We know the mechanics of these movements well—they are practices CITAP researchers have studied extensively. Alice Marwick and Becca Lewis show how media manipulators create and spread radical viewpoints, while Francesca Tripodi explains how alternative media networks and especially Prager U take advantage of conservatives’ search practices to maximize the exposure of their viewpoints.
Or as Daniel Kreiss and Shannon McGregor wrote last fall:
This is not to say that misinformation is something nobody should worry about. It’s that the factual element shouldn’t be the focus. Journalists and voters should pay more attention to the motivations, content, and drivers of mis- and disinformation… why and how certain groups in this country seek to deepen political and social divides, at times using misinformation as a tool.
Recognizing these familiar patterns of manipulated outrage in the campaign against Nikole Hannah-Jones’s tenure underscores how stunning the decision is.
Recent publications and appearances
"There have been other folks who have been tenured from various professional realms that have also not had a whole lot of academic experience. So that justification doesn't really hold a lot of water.” Deen Freelon spoke to NBC/Peacock about the UNC Board of Trustees’ failure to approve tenure for Nikole Hannah-Jones.
“When you’re trying to get attention, exploiting a divide or a difference of opinion is a good way to spread whatever it is you want to spread — your news article or your YouTube video...It’s about tying it to some kind of controversy. Exploiting racial division or divisions of identity is a really effective way to do it.” Alice Marwick discusses media manipulation in an article about Instagram and narrative-building in the Israeli-Palestinian crisis.
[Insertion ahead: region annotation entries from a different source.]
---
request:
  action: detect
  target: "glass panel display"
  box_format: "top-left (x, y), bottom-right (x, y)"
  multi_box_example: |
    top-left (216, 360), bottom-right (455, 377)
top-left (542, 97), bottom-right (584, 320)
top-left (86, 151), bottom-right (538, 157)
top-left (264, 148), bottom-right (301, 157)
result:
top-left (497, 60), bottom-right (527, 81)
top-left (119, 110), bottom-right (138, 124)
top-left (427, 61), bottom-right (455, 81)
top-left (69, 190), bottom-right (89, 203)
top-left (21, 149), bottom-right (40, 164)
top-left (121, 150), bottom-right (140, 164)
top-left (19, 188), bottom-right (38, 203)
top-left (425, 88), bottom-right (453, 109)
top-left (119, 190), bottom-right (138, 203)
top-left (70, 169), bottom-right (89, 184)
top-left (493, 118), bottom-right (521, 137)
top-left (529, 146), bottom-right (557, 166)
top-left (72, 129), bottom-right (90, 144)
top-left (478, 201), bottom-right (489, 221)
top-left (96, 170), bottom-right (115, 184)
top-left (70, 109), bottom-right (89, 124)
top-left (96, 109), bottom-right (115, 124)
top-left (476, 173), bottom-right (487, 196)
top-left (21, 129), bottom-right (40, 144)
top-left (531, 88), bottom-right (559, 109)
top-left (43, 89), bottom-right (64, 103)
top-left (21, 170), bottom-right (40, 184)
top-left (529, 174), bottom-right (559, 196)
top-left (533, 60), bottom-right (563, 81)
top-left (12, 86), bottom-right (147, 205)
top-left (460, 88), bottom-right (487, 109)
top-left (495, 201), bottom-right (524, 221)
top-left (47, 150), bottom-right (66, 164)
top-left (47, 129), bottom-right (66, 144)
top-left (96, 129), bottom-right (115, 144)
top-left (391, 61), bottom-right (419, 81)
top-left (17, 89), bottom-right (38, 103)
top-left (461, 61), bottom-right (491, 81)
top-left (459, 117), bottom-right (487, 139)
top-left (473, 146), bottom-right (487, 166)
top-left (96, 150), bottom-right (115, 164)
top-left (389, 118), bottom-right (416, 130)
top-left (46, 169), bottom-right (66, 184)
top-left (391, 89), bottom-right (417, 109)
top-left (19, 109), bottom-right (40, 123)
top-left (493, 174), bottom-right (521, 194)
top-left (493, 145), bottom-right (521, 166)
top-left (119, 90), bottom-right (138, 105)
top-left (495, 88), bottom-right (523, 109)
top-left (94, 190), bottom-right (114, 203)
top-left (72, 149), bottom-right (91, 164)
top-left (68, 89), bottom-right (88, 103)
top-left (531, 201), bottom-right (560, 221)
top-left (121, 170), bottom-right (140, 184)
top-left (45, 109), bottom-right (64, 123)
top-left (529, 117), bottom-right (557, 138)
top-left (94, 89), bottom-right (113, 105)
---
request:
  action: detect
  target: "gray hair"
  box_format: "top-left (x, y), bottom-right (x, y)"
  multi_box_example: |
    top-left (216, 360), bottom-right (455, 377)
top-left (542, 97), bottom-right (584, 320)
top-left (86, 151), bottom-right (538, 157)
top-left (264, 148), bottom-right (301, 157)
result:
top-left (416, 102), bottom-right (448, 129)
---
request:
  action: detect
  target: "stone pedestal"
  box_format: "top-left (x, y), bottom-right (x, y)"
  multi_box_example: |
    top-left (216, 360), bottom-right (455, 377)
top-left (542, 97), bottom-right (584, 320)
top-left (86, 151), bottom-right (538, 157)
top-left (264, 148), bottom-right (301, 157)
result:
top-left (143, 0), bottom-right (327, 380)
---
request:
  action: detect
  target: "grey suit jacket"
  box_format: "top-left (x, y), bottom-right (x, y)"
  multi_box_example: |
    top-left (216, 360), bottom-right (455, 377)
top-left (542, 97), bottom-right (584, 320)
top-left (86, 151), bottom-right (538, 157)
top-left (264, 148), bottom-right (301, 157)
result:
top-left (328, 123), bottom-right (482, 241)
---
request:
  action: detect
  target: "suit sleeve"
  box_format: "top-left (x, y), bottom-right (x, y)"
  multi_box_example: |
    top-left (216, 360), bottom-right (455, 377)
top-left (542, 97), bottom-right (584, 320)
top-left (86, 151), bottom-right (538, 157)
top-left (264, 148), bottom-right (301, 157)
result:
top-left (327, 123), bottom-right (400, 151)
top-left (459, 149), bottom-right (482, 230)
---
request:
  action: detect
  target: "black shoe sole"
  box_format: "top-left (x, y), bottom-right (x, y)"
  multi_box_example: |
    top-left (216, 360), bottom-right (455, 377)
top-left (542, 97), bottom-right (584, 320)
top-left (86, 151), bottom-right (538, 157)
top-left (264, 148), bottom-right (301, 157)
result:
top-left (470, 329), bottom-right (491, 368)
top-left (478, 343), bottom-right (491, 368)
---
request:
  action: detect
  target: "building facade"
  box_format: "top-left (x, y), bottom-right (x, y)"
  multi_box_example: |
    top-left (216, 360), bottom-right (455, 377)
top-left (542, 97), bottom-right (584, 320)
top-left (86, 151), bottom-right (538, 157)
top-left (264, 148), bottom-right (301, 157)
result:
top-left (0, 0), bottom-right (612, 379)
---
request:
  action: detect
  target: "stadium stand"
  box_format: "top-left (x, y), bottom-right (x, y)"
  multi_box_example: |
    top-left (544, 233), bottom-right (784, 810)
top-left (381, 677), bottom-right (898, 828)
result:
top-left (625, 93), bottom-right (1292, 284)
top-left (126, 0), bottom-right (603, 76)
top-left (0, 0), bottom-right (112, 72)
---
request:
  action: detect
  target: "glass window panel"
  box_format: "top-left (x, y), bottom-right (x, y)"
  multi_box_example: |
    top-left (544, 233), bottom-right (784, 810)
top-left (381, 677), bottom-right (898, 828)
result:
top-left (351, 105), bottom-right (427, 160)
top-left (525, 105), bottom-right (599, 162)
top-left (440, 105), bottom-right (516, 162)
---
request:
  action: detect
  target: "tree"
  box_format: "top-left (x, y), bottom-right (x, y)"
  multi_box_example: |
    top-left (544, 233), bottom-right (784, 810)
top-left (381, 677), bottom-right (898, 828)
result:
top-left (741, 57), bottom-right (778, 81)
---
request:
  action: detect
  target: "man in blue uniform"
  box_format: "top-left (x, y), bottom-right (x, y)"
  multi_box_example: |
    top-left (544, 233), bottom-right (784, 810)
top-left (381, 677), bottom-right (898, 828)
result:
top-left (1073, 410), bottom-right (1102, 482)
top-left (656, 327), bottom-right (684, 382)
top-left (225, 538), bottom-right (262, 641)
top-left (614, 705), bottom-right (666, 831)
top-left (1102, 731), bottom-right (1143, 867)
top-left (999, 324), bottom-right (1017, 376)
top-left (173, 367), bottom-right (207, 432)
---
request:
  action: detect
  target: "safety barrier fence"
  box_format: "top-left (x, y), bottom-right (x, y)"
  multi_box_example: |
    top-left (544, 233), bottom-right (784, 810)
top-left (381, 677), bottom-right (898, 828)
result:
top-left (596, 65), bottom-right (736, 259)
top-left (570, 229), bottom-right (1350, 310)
“Rather than see communities as ‘vulnerable’ or ‘susceptible’ to false information, approaches that bring together histories of migration and lived experiences allow us to see how political analyses develop, as well as identify the role of social and cultural hierarchies of power, such as race, class, caste, religion, and ethnicity.” Rachel Kuo discusses possibilities for future directions in Critical Disinformation Studies.
“That ship survived an initial attack by the Cylons (humanoid robots) simply because it was old and had just been decommissioned in the process of being turned into a museum. Being older, it had never been networked into the system. The ‘shutdown’ command sent by the attackers never reached it, and, unlike every other battleship in the human fleet, it was thus spared. In pandemic terms, Galactica was an island with no travel to it.” Zeynep Tufekci uses lessons from Battlestar Galactica to explore the vulnerability of networked systems.
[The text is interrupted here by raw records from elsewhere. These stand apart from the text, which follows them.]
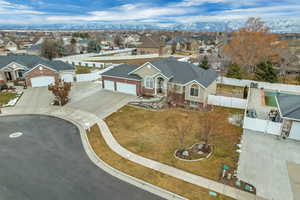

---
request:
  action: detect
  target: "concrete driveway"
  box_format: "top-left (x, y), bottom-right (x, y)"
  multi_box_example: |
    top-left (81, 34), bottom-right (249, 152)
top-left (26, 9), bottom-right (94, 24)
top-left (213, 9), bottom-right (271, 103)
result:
top-left (238, 130), bottom-right (300, 200)
top-left (66, 90), bottom-right (137, 119)
top-left (0, 115), bottom-right (162, 200)
top-left (5, 82), bottom-right (137, 119)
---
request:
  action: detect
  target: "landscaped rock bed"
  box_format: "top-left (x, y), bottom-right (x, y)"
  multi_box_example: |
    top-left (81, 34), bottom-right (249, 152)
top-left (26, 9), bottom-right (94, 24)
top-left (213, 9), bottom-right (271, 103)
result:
top-left (174, 143), bottom-right (213, 161)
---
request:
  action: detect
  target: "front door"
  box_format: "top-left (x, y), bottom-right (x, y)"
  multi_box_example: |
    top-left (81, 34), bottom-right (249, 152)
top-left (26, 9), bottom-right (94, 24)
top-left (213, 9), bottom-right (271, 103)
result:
top-left (157, 78), bottom-right (164, 93)
top-left (5, 72), bottom-right (12, 81)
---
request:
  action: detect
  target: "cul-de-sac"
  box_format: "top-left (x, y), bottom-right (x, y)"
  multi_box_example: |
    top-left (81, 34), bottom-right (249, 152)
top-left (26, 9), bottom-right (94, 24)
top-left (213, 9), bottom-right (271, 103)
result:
top-left (0, 6), bottom-right (300, 200)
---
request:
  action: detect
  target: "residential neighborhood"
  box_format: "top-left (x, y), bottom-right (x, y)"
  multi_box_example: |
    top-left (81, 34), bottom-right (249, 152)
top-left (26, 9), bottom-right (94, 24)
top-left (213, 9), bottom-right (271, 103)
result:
top-left (0, 0), bottom-right (300, 200)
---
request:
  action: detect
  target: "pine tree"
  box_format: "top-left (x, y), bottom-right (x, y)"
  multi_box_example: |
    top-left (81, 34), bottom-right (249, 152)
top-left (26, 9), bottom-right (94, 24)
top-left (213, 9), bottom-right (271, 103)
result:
top-left (255, 61), bottom-right (278, 83)
top-left (199, 56), bottom-right (209, 69)
top-left (296, 74), bottom-right (300, 85)
top-left (226, 63), bottom-right (243, 79)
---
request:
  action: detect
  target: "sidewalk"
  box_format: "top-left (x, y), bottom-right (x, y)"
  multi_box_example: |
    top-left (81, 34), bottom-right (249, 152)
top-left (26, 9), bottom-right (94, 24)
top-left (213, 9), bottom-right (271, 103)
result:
top-left (98, 120), bottom-right (263, 200)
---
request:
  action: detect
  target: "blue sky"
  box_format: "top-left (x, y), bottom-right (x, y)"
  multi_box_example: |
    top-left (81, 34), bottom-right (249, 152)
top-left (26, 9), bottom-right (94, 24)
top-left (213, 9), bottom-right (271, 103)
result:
top-left (0, 0), bottom-right (300, 26)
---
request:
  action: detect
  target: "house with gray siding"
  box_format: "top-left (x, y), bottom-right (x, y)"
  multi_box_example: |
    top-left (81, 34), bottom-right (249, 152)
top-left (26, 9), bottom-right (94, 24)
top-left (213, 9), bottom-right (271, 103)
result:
top-left (102, 57), bottom-right (217, 107)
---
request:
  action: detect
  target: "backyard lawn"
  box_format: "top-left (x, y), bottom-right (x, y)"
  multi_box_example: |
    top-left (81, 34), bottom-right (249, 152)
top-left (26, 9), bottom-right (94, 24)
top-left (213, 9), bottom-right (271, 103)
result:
top-left (0, 92), bottom-right (17, 104)
top-left (87, 125), bottom-right (231, 200)
top-left (217, 84), bottom-right (244, 98)
top-left (105, 106), bottom-right (243, 180)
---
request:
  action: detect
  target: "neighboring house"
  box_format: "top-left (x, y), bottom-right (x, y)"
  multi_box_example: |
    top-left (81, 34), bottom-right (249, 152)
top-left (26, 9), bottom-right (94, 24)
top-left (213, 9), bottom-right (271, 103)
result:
top-left (26, 44), bottom-right (42, 56)
top-left (276, 95), bottom-right (300, 140)
top-left (102, 58), bottom-right (217, 107)
top-left (76, 39), bottom-right (90, 53)
top-left (0, 54), bottom-right (75, 87)
top-left (5, 41), bottom-right (18, 52)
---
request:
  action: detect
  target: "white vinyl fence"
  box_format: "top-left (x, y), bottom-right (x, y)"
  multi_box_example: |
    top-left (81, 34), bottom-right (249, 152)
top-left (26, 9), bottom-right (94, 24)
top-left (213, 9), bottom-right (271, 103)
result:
top-left (218, 77), bottom-right (300, 92)
top-left (243, 117), bottom-right (282, 135)
top-left (76, 71), bottom-right (101, 82)
top-left (208, 95), bottom-right (247, 109)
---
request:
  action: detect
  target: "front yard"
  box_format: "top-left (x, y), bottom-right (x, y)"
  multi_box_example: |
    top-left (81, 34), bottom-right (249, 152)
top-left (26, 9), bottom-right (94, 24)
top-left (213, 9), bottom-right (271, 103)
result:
top-left (105, 106), bottom-right (243, 180)
top-left (217, 84), bottom-right (244, 98)
top-left (0, 92), bottom-right (17, 105)
top-left (87, 125), bottom-right (232, 200)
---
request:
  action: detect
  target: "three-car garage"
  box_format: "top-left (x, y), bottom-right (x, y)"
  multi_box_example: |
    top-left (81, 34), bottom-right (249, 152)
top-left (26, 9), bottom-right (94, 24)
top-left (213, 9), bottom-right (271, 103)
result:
top-left (30, 76), bottom-right (55, 87)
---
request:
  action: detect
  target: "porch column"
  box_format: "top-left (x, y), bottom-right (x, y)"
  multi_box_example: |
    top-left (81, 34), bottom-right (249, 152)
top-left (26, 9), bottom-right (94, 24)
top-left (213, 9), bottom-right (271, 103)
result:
top-left (154, 77), bottom-right (157, 96)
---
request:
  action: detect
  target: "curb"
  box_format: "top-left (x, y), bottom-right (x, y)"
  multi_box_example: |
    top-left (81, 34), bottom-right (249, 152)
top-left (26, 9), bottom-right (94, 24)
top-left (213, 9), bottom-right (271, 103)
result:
top-left (0, 113), bottom-right (188, 200)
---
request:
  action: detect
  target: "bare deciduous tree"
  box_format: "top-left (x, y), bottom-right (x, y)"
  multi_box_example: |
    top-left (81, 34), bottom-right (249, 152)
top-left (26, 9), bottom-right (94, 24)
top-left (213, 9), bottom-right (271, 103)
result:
top-left (48, 79), bottom-right (71, 106)
top-left (167, 114), bottom-right (191, 150)
top-left (223, 18), bottom-right (287, 72)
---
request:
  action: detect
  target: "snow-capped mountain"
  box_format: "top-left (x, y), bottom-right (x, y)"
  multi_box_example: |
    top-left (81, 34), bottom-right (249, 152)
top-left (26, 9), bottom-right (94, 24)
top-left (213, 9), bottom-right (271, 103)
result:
top-left (0, 19), bottom-right (300, 33)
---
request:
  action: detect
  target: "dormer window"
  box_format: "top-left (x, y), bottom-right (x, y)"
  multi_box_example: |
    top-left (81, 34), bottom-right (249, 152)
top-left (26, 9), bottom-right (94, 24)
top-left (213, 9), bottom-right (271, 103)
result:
top-left (190, 84), bottom-right (199, 97)
top-left (145, 77), bottom-right (154, 89)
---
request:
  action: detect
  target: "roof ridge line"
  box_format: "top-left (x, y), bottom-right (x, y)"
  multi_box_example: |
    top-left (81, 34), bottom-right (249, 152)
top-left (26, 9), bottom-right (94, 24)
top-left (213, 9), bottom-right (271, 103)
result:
top-left (284, 105), bottom-right (300, 115)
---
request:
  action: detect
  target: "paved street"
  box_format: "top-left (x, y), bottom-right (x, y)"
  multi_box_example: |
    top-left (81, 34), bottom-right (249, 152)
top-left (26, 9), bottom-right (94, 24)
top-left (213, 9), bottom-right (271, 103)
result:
top-left (238, 130), bottom-right (300, 200)
top-left (0, 115), bottom-right (161, 200)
“Policing speech in the absence of procedure and transparency is deeply problematic. But giving Covid-19 deniers, insurrectionists, and inciters of violence the right to disseminate disinformation on social media unless the platforms hosting them can show their speech has caused an identifiable and immediate harm to another person can come at the expense of the truth.” Faculty affiliate Enrique Armijo analyzes how linking bans to harms caused by users’ speech also could make the problem of social media dissemination of disinformation worse in the long run.
“The spread will be contained much faster if multiple measures are combined. Then, at a time to be determined by epidemiologists, we can get to the point that those who are not vaccinated, for whatever reason, can be far better protected because there will be far less virus in circulation.” Zeynep Tufekci discusses how the concept of exponential decay applies to public health measures and pandemic messaging.
Dr. Freelon appeared on a panel for the Oxford Internet Institute to discuss social media activism.